Is asynchronous all hype?
To the Editor:
I know that self-timed circuits are the wave of the future, because I have been reading articles that say so for the last 25 years ("Kicking Out the Clock," by Steve Furber. ISD Magazine, May 2000 p. 30). However, it seems to me that if they were the future to anyone but university professors, CAE vendors would be facing enormous pressure from their customer base to produce tools to support such designs. Unless it's being kept a big secret, there's no pressure to speak of. Read Cooley's ESNUG stuff for a few months and count the number of references to self-timed designs - it'll be somewhere around zero. The fact is, most designers and tool vendors are having a tough enough time dealing with the synchronous design paradigm, which is a lot simpler.
Is the slow (practically nonexistent) rise of self-timed logic the classic chicken-and-egg problem? Are tool vendors waiting for customers, and customers for tool vendors? If so, isn't 25 years long enough for something to hatch?
There are people who do self-timed design, and successfully, but they're highly experienced and very detail-oriented, more so than most of the folks who do synchronous design, myself included. The next article on self-timed design should be from one of those people - someone in the industry who's done a large, high-speed, commercially-viable design. That I'd pay attention to.
Bob Perlman
Digital design consultant
Cambrian Design Works
San Jose, CA
Steve Furber responds:
Bob Perlman's skepticism of self-timed technology is understandable and only time will tell which of us is right. It's true that self-timed technology isn't new and has had its proponents for (more than) 25 years - yet, it has little presence in current commercial electronic design. However, it is the role of "university
professors" to look outside and beyond current mainstream practice, to anticipate problems and to seek better ways. There is no doubt that major problems are looming for globally synchronous design, and the more aggressive companies such as Intel, Sun, and Philips have active in-house asynchronous design teams looking at possible solutions in this space. Keeping a whole chip in-sync is getting harder and the costs in wasted power and excessive radio interference are growing out of control. Ignore these problems at your peril! Self-timed technology has a lot to offer here, but maybe it isn't the only solution. I also remember, clearly, the skepticism RISC processors attracted from mainstream industry while I was helping develop the first ARM chip at Acorn Computers in 1984. I'm not clairvoyant and I am not always right, but nor is mainstream industry always right in its judgement of alternative
technologies. The ARM has taken 15 years to develop into the world's highest volume 32-bit embedded processor;
so some ideas do take time to yield their full potential.

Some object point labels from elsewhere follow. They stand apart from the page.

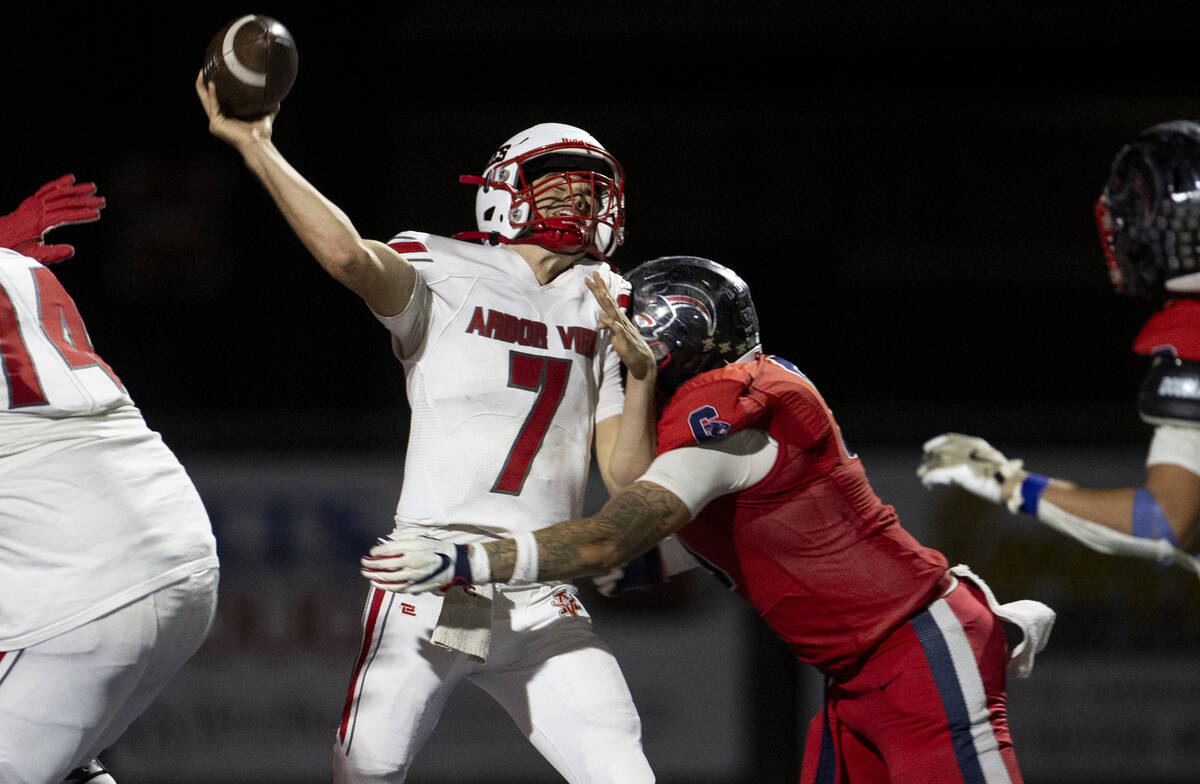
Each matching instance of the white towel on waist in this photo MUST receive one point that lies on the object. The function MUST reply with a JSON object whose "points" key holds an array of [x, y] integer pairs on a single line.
{"points": [[466, 621], [1033, 618]]}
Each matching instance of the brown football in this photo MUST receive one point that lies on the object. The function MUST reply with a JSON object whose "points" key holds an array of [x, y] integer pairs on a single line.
{"points": [[253, 63]]}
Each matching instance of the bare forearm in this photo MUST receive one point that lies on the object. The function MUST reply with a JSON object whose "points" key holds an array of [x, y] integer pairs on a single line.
{"points": [[321, 225], [633, 449], [1109, 508], [630, 524]]}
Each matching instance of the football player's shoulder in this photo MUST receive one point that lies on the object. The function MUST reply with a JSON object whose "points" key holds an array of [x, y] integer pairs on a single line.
{"points": [[447, 255], [12, 259]]}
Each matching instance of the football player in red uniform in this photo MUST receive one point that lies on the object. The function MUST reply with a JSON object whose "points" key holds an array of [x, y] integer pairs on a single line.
{"points": [[108, 564], [754, 477], [1147, 215]]}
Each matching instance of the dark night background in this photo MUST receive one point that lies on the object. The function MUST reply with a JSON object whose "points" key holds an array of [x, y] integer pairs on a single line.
{"points": [[906, 187]]}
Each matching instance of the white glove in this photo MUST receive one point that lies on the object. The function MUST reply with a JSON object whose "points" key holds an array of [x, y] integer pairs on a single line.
{"points": [[972, 464], [421, 564], [607, 585]]}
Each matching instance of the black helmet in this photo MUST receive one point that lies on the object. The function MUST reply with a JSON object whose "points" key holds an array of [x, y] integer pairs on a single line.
{"points": [[1149, 213], [696, 315]]}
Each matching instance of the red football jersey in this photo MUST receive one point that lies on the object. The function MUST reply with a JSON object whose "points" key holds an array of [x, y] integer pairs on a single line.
{"points": [[811, 546]]}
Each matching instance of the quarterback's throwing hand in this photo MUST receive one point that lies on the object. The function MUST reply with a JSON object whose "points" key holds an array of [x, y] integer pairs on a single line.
{"points": [[415, 566], [972, 464]]}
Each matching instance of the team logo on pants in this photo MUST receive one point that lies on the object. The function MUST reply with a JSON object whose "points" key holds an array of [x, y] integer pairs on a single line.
{"points": [[565, 603]]}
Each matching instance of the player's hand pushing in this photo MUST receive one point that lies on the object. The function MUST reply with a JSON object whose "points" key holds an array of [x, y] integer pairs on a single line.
{"points": [[627, 341], [239, 133]]}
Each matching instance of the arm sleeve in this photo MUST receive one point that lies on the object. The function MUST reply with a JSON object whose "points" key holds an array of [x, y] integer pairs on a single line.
{"points": [[699, 474], [1175, 444], [409, 325]]}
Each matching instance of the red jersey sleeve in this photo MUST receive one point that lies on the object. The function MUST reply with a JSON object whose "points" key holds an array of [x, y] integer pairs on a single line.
{"points": [[768, 393]]}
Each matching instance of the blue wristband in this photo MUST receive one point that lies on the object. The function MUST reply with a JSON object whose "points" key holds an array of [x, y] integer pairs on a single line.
{"points": [[1031, 492], [1149, 521]]}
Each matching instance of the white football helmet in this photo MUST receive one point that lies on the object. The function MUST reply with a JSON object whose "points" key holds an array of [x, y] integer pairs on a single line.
{"points": [[505, 203]]}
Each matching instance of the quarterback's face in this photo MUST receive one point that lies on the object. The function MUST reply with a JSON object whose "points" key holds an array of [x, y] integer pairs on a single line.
{"points": [[558, 195]]}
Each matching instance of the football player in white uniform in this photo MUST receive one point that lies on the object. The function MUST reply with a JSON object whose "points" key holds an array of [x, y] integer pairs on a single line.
{"points": [[511, 351], [108, 567], [1146, 215]]}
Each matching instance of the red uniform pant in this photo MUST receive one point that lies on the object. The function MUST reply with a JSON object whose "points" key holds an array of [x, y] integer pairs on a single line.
{"points": [[927, 707]]}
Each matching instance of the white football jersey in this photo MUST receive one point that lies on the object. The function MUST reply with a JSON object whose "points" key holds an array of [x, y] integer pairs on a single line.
{"points": [[46, 355], [95, 510], [505, 379]]}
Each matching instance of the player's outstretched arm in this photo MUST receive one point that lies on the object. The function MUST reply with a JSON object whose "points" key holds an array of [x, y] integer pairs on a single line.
{"points": [[630, 522], [60, 202], [371, 269], [625, 444], [1155, 521]]}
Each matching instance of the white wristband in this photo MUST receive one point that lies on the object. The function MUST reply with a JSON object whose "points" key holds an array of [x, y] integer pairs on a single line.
{"points": [[525, 570], [480, 564]]}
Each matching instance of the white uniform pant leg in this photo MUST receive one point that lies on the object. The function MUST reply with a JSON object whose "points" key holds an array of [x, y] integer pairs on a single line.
{"points": [[67, 699], [397, 690], [565, 690]]}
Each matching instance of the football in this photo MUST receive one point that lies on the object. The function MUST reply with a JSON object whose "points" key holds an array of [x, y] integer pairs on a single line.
{"points": [[253, 63]]}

I can't say what market share self-timed technology will hold in ten years' time. But I have spent the last ten years working in the area and trying to help hatch the asynchronous chicken (or is it to lay the golden self-timed egg?). There is a strong sense in the community that the time for this technology is upon us. Industry is showing more interest. Start-up companies like Theseus Logic, Inc., are emerging and securing mainstream investment; some products are making it to commercial production, and so on. Things are moving under the water even though there's not much of a wave on the surface - yet.
A chip-maker weighs in
ISD Magazine had a chance to chat briefly with David Ditzel, CEO of Transmeta Corp., of Crusoe-chip fame, about self-timed circuit strategies in current chip design. Ditzel acknowledged that self-timed circuit concepts are not bad in themselves. However, they are a bit impractical and not a mainstream strategy at this point in time. He said that self-timed circuits were "probably not used" in developing the Crusoe because classical synchronous design techniques were adequate to handle the challenges of the design.
EDA development costs
To the Editor:
In response to Tets Maniwa's editorial (May 2000), "EDA versus Dot.com Enterprise," the EDA development cost has another, sinister side-effect: As software costs increase, less start-ups can afford them. Historically, start-ups have lived on and pushed the leading edge of innovation. Will the future belong to giants who, entrenched, will dictate and slow down the development to maximize their return on the investment? Present software is being developed as integrated systems - each EDA company has to redevelop identical modules, resulting in a huge multiplication of labor and cost. Consequently, small companies can't afford it. This reduces the market and slows progress.
Nicholas J. Bucska
Sr. Technologist
PC Peripherals Inc.
Broomfield, CO.
Tets Maniwa replies:
Although the dot.coms have a higher level of interest and funding from the venture capital community right now, this will change in the near future. Web companies who don't have a business model that actually makes money will sink without positive income and will go out of favor with the investment community. This change in direction will free up more funds for EDA start-ups.